Covariance Matrix for Interaction metrics?

49 views
Skip to first unread message

Luke Cassar

unread,
May 14, 2026, 10:28:55 AMMay 14
to plink2-users
Hi there, I'm currently trying to carry out studies on gene-environmental interaction. I'm currently trying to use epidemiological stratification and plink's logistic regression with interaction terms separately to compare both methods. My problem is that I want to extract the covariance matrix for each variant so that I can calculate the confidence intervals of RERI (relative excess risk due to interaction) so that I can measure interactions on an additive scale for this method. For an interaction model, it's usually enough to extract the point estimates and transform them. But since I require the confidence interval for RERI, I need the covariance estimates as well, but this output isn't present by default in plink2's --glm output to my knowledge.

Is there a way to extract this somehow without having to make my own logistic/firth regression model in R and running it on each variant?
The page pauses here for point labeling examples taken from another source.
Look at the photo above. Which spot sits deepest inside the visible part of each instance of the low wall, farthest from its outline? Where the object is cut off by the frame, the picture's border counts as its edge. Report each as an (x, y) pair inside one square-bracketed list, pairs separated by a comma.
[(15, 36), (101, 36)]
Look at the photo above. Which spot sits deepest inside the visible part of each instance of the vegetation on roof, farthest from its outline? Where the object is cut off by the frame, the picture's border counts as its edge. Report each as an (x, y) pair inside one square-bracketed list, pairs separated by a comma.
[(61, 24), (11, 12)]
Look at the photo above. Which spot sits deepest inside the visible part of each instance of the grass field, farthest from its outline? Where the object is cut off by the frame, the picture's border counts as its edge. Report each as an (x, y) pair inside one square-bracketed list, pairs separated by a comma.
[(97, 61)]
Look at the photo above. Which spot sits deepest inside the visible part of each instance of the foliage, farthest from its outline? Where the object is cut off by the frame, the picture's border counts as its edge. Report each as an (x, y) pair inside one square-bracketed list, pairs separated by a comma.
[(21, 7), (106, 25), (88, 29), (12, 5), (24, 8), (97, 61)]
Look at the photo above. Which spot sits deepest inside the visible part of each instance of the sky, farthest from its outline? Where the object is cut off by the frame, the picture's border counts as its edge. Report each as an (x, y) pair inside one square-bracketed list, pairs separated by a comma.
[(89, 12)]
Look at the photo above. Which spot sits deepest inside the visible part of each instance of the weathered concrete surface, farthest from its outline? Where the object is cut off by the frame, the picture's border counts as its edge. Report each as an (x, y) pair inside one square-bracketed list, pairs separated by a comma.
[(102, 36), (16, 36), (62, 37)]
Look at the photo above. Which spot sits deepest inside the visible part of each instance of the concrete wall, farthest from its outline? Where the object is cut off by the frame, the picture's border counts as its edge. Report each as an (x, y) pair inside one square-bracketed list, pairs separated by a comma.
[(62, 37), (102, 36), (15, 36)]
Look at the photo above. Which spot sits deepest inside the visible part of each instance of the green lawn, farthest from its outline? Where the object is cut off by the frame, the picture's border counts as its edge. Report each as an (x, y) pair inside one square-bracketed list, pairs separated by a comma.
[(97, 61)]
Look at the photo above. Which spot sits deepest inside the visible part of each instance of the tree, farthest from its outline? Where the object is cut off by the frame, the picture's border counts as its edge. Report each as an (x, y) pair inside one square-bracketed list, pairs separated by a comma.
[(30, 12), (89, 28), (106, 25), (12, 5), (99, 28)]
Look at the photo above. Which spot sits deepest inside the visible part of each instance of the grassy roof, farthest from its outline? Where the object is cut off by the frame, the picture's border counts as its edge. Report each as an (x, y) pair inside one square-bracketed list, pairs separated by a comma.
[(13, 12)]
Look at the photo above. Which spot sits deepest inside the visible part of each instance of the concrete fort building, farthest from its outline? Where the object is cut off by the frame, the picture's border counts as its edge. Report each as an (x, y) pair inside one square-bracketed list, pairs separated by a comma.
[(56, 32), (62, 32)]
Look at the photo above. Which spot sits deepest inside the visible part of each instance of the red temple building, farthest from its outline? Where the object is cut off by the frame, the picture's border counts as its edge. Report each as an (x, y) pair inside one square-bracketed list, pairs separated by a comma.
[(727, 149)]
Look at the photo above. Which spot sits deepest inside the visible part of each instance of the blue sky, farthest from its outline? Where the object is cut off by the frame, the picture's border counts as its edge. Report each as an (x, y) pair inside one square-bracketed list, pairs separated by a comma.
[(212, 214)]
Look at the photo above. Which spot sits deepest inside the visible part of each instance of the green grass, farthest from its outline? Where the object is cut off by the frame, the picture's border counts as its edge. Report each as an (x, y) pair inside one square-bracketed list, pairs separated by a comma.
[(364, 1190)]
I also attached a paper here in case the question isn't fully clear regarding what I'm trying to do with transforming the model's coefficients so I can calculate RERI from the interaction model.

Thanks for your time and patience. Any guidance would be greatly appreciated on this.
InteractionTutorial_EM-1 (1).pdf

Chris Chang

unread,
May 16, 2026, 12:08:03 PMMay 16
to Luke Cassar, plink2-users
In the short term, you'd need to run this in something like R, sorry.
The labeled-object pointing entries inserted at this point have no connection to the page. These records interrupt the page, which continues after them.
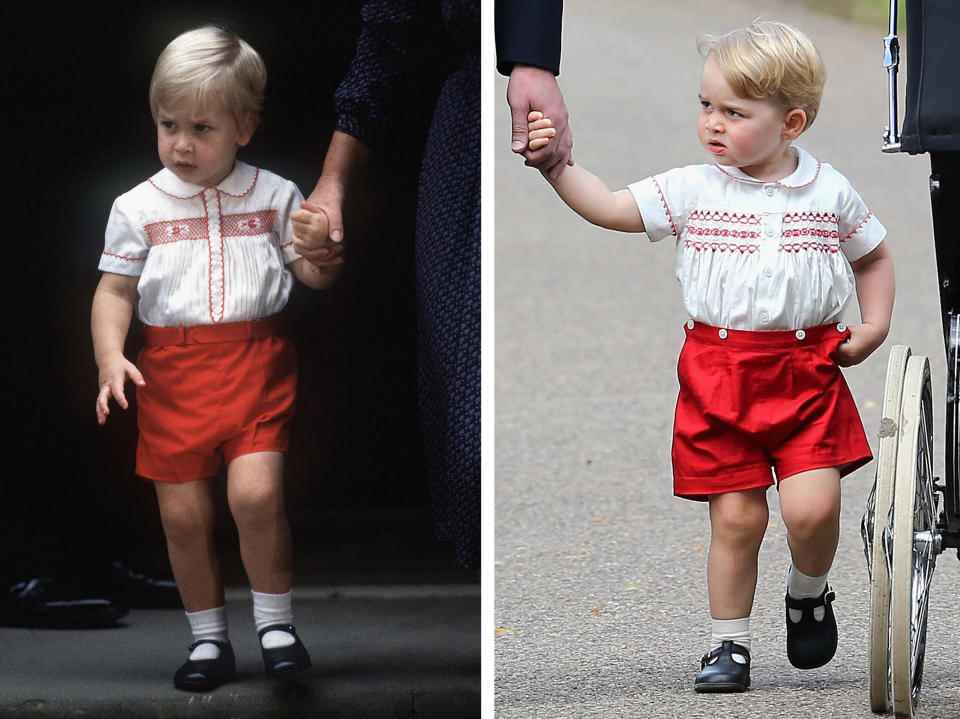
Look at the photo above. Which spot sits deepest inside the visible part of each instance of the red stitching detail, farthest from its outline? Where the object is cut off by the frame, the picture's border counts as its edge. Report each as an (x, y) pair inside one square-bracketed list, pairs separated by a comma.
[(856, 229), (666, 208), (248, 224), (812, 232), (167, 231), (828, 217), (721, 246), (124, 257), (722, 216), (246, 192), (170, 194), (722, 232), (819, 246)]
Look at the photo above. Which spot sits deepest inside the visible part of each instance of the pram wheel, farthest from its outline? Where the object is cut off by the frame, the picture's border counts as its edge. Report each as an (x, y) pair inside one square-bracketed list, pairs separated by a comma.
[(915, 537), (875, 532)]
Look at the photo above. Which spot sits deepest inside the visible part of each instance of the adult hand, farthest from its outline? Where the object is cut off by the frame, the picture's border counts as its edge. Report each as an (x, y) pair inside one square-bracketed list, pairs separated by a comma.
[(532, 88), (863, 340), (113, 374), (318, 224)]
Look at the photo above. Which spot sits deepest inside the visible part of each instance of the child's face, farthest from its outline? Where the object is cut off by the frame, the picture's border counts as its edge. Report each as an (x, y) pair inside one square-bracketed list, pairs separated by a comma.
[(199, 144), (737, 131)]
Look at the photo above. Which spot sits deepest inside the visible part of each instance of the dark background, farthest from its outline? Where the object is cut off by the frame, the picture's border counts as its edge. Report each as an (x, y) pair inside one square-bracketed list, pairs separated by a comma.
[(78, 133)]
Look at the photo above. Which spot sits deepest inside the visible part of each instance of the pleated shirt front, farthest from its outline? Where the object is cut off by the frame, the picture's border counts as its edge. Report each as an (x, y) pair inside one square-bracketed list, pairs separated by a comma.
[(205, 255), (755, 255)]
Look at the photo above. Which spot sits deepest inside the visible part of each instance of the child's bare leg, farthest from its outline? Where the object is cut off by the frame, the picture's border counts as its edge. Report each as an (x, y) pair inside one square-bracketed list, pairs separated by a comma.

In the longer term, an option could be added to --glm to generate an extra output file containing these covariance matrices.  (It would be a poor fit for the usual --glm output file, which can have more than one line per regression.)  How would you want such a file to be formatted?

--
You received this message because you are subscribed to the Google Groups "plink2-users" group.
To unsubscribe from this group and stop receiving emails from it, send an email to plink2-users...@googlegroups.com.
To view this discussion visit https://groups.google.com/d/msgid/plink2-users/aa6c8501-b3a2-40cd-9eef-cb1402d7e0a8n%40googlegroups.com.

Luke Cassar

unread,
May 18, 2026, 4:20:51 AMMay 18
to plink2-users
That's ok, for now I can make an individual model in R work, but it would be nice to add to plink2 in the future. 

If it does get added, the individual betas of the model (main effect of the SNP, effect of the environmental variable/covariate, effect of the product term, etc.) being outputted as columns along with variant ID would work very well. RERI can be calculated from these betas using: RERI = exp (B_G + B_E + B_GxE) - exp (B_G) - exp (B_E) + 1.  Currently I'm only keeping the product term rows in plink's output, but I assume the betas can just be achieved by including the rows for each variable and avoiding hide-covar in --glm.

The main issue is I also need to compute the confidence interval for RERI. Below, I've attached some Obsidian notes and some R code for what I'm currently doing to get what I need, for the sake of not posting a huge script I'm going to skip a lot of steps and try to simplify the variable names.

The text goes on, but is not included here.